I was kicked out of His Community on Veterans Day of 1975. Lynne was pregnant with Joshua Joel, at the time. I was a member of Community’s governing body, “the core” (as in rotten to) and my offence was “unauthorised praying” for members of the core with a lay member of Community. To this day I believe Lynne let the other core members know about my indiscretion, as she never really approved of my role as a core member.

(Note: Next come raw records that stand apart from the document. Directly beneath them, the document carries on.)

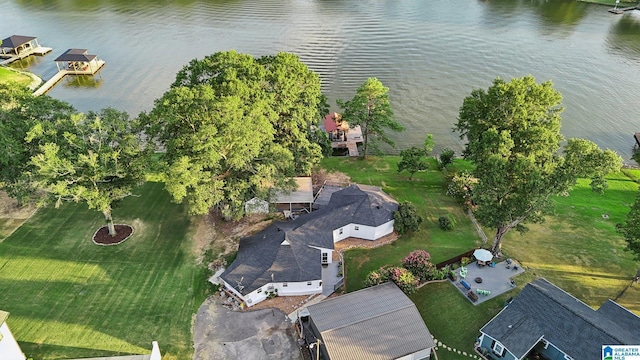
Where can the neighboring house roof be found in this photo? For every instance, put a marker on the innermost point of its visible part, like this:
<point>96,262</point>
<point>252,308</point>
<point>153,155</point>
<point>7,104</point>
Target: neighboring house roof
<point>302,194</point>
<point>75,55</point>
<point>266,257</point>
<point>544,310</point>
<point>379,322</point>
<point>15,41</point>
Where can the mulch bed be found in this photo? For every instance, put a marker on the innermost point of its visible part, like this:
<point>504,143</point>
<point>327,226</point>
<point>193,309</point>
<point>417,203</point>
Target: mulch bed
<point>102,237</point>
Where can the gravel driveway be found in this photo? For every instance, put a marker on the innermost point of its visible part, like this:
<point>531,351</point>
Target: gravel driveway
<point>220,333</point>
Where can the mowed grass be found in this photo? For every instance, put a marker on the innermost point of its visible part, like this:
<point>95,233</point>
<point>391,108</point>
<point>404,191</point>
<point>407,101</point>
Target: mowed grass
<point>7,75</point>
<point>576,249</point>
<point>427,191</point>
<point>69,298</point>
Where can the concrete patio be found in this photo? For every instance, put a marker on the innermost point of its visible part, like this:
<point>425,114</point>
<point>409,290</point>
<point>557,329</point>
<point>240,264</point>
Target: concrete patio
<point>496,280</point>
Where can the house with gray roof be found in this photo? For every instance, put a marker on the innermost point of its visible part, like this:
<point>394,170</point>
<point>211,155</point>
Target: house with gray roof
<point>376,323</point>
<point>546,320</point>
<point>291,258</point>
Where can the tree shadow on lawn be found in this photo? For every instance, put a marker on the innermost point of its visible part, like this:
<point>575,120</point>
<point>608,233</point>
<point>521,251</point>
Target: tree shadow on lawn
<point>145,289</point>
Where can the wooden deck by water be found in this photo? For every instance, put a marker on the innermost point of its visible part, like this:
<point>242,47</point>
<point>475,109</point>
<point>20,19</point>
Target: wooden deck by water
<point>9,58</point>
<point>351,144</point>
<point>62,73</point>
<point>618,11</point>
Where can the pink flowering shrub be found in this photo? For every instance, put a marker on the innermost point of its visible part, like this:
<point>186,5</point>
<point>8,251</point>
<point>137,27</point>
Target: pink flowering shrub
<point>402,277</point>
<point>419,263</point>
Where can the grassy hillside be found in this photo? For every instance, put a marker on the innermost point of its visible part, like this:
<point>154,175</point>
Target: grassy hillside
<point>71,298</point>
<point>7,75</point>
<point>576,249</point>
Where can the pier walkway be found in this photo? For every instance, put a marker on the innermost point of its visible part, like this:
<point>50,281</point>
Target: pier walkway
<point>9,58</point>
<point>62,73</point>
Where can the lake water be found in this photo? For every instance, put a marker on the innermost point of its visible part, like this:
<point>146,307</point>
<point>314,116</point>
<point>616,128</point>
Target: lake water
<point>430,53</point>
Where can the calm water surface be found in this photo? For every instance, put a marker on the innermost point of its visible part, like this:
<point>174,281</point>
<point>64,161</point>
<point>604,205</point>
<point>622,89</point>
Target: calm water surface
<point>430,53</point>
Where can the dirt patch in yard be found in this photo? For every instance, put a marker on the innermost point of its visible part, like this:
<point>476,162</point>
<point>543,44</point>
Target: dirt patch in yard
<point>352,243</point>
<point>9,208</point>
<point>222,236</point>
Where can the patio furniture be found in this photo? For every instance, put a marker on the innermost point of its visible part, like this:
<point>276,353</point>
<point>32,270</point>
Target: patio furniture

Joshua Joel was born the following June (1976).  Before that happened I was approached by Duane Winn, who had heard of my experience with His Community. He ran a prayer group (which evolved into a House Church) called the Kankakee Fellowship. By the time Josh was born Lynne and I were firmly  members of Kankakee Fellowship. I was the guitar playing worship leader, and Shepherd (Pastor) Duane’s right hand man.  Duane’s Shepherd was a man named George Peak, who led a Fellowship in a town way south of Kankakee (which locals disparagingly called “Peaks Religion”).  He had another disciple, (Rod something) who led the Gilman Fellowship, whose services we attended monthly (because our group was too small I guess). These “Churches” shared something in common: they were part of what would be named the “Discipleship – Shepherding Movement.” In other words, they were a cult. Because Kankakee Fellowship (I thought) was going to develop into an intentional community, Lynne and I left our home in Kankakee (which never sold) and purchased a home in Limestone Township in the same subdivision that Duane was in.  It was maybe two years later that I came to the realization that I was once again involved with a cult. While Duane was away on vacation, Lynne and I packed up a Uhaul with all our stuff and moved back into our previous house in Kankakee (the one that never sold).

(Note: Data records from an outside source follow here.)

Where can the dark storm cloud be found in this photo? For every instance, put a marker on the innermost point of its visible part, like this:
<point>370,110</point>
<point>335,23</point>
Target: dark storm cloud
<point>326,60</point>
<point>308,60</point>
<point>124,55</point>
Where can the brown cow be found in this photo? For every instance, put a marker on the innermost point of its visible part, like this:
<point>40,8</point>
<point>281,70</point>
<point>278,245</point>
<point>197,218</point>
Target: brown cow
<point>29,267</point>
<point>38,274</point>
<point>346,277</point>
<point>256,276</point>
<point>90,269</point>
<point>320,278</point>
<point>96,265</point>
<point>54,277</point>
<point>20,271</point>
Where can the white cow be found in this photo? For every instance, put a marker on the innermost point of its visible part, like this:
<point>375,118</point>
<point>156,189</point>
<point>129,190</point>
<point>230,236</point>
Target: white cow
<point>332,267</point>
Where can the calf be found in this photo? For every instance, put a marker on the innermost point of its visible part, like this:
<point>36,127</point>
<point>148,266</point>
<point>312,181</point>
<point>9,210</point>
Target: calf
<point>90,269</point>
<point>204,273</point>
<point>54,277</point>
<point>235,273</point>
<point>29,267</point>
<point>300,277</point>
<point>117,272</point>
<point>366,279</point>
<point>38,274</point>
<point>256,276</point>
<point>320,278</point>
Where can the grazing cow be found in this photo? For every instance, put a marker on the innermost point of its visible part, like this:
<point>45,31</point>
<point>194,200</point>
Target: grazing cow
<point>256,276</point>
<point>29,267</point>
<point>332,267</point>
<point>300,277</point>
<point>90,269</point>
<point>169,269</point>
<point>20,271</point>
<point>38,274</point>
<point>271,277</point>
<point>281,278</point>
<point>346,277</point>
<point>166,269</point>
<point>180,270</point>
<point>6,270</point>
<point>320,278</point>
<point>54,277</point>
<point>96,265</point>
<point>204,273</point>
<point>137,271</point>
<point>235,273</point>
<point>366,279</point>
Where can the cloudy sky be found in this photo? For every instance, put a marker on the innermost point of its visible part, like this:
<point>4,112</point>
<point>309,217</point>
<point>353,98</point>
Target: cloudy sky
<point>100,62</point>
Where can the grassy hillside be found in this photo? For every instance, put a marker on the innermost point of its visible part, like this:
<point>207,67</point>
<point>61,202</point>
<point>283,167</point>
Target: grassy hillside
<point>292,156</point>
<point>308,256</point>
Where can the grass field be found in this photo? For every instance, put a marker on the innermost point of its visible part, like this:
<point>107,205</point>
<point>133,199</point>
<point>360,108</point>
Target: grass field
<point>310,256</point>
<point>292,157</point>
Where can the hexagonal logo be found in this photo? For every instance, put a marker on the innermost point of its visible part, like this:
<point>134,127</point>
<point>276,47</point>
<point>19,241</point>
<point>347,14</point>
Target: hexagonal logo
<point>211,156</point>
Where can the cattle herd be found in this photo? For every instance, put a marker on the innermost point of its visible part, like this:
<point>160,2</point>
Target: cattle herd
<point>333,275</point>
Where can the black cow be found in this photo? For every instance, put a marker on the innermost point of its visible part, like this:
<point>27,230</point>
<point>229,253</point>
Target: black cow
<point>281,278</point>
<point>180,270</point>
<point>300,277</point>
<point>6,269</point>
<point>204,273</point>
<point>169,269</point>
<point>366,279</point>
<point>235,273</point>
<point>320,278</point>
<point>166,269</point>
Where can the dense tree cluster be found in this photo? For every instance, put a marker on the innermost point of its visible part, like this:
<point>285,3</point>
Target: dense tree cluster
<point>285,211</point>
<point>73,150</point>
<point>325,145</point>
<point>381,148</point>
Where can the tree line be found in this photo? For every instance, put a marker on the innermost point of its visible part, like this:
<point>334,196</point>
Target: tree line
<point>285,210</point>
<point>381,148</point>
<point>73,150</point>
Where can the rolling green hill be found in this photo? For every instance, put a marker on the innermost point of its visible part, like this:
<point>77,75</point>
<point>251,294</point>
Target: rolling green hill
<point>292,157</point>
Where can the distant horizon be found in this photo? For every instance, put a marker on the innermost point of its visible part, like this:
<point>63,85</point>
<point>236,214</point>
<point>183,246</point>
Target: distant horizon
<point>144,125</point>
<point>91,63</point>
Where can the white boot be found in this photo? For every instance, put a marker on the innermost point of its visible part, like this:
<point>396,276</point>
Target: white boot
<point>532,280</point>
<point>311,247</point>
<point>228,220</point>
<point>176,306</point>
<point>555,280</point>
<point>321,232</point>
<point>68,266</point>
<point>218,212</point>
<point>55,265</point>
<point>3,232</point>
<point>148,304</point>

Lynne and I settled into a normal church, Peoples Church, which was, happily, not a cult.

On May 8th 1981 Lynne gave birth to the twins, Jordan Justin and Jesse Jonathan.  We became close friends with a Quaker couple, Bridget and Chip Rorem, and we actually hosted a Quaker meeting at our home for awhile, members of Illinois Yearly Meeting. Lynne didn’t really like it very much. It was a little too liberal for her taste, but she never really said anything. Eventually we just kept attending People’s Church. Around the time the twins turned 9, and Josh was 13, I enrolled him in the Boy Scouts, and the Twins in Cub Scouts. Eventually I talked the elders of People’s Church into sponsoring a Boy Scout Troop, Rainbow Council Troop 313, and I became their Scout Master. A friend of mine (from Gilman Fellowship), Drew Horn was my assistant SM.

After getting kicked out of one cult, and leaving voluntarily another, and having my belief system (reincarnation and pantheism) attacked over and over again, Xtianity was leaving a bad taste in my mouth, and I started to understand why my people (Jews) had never accepted Jesus as their messiah in the first place. I began believing that “accepting Jesus” had been a huge mistake. It was about this time that I read Did Jesus Exist? by George Albert Wells who speculated on the evidence of Jesus Christ. Wells argues there was no historical evidence of Jesus existing.

That was it for me (1990). After that, I read many more books concerning the existence and historicity  of Jesus which further convinced me that Jesus was a total myth. Most recently (2005) I read a book by Joseph Atwill, Caesar’s Messiah which states that Jesus was made up by Imperial Roman Flavius family (of whom Flavius Josephus was a prominent member) in order to subjugate the Jews, a campaign which began with the renaming of Judea (from which the word Jew comes from) to Syria Palestina. If true, and I think it just might be, this campaign has been highly successful since persecution of Jews by Christians has been a mainstay in history since 70 CE.

All told. my total career as a messy Jew lasted maybe 15 years, and it basically ruined my life.